Vol.14
ヨールクラップスープ
11月も終りに近づくと、ダヤンは毎日でも暖かいスープが食べたくなってきました。
そこである日マーブルマフの店に行き、スープの材料をありったけ買い込むことにしました。トマトに
にんじん、玉葱、ピーマン。それからじゃがいもとほうれん草、香辛料にオルソンさんのソーセージまで
ふんぱつし、持っているだけのルビー金貨におまけして貰いました。
月曜日にはトマトスープを作り、火曜日にはほうれん草、水曜日に玉葱を炒めてオニオンスープを
作ったら、木曜日にはじゃがいもとソーセージを煮込み、金曜日にまたトマトスープを作ろうとして
ふと手を止めました。考えてみればこの1週間、スープを作ることとそれを余さず食べることで精一杯、
友達ともろくに会っていません。
「なんだかばかばかしいや」ダヤンは鍋の中にぽっちりはいったトマトを覗き込みながらつぶやきました。
「そうだ、いっぺんに作ってしまえばどうだろう」ほんとにこんないい事なぜ今まで思いつかなかったん
でしょう。だいいちスープは煮込むほどおいしくなるっていうじゃありませんか。
ダヤンは鍋にたくさんの水を足し、残っていた野菜と香辛料にソーセージをみんな入れてしまいました。
そして、ストーブの薪を確かめると鍋に蓋をしてそのままベッドに入ってしまいました。
ぐっすり眠った翌朝、ダヤンは鼻をくんくんさせて起き上がりました。ストーブの薪は全部灰になり、
鍋の蓋をとってみると盛大な湯気とともにごった煮スープの力強い匂いがもわっと立ち昇りました。
どうやらスープは大成功のようです。それからの毎日、ダヤンは作り置きのスープを煮返しては食べ、
煮返しては食べ、浮いた時間は仲間と遊んで暮らしました。
そうして過ごす内に、気が付くとヨールカがやってきていました。
「大変だ!あしたは僕のうちでパーティだった!」手持ちのルピー金貨は全部スープの材料に使ってしまって
います。今はみんな鍋の中、野菜もソーセージもすっかりとろけたスープはおいしいのですがなんとも地味
な、まっ茶色。
ダヤンは急いで野菜箱をかき回しました。茶色い皮の玉葱に隠れて、にんじんが1本と少ししなびた
ピーマンがいくつか見つかりました。それから、お茶のとき用にとってあったクリーム。ダヤンはにんじんと
ピーマンを別々に茹でて裏ごしをし、赤と緑のピューレを作りました。そして仲間たちに、「あしたのメニューはヨールクラップスープ」というお触れを出しました。

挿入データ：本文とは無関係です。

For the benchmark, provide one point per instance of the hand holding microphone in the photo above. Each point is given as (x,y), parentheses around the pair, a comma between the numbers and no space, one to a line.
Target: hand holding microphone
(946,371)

翌日、イワンは全員分の木で作ったスプーンを持ってきてくれましたし、マーシィは食べきれないほどたくさんの焼きたてのパン、ウィリーはチーズの大きな塊、ジタンは立派な樅の木を。
そして、お客様の前には真っ白なお皿に茶色いスープの大地、緑のピューレの樅の木には赤いにんじんの
実がぽちぽちと成り、クリームの雪化粧をほどこした華やかなヨールクラップスープが置かれ、ダヤンは大いに面目をほどこしました。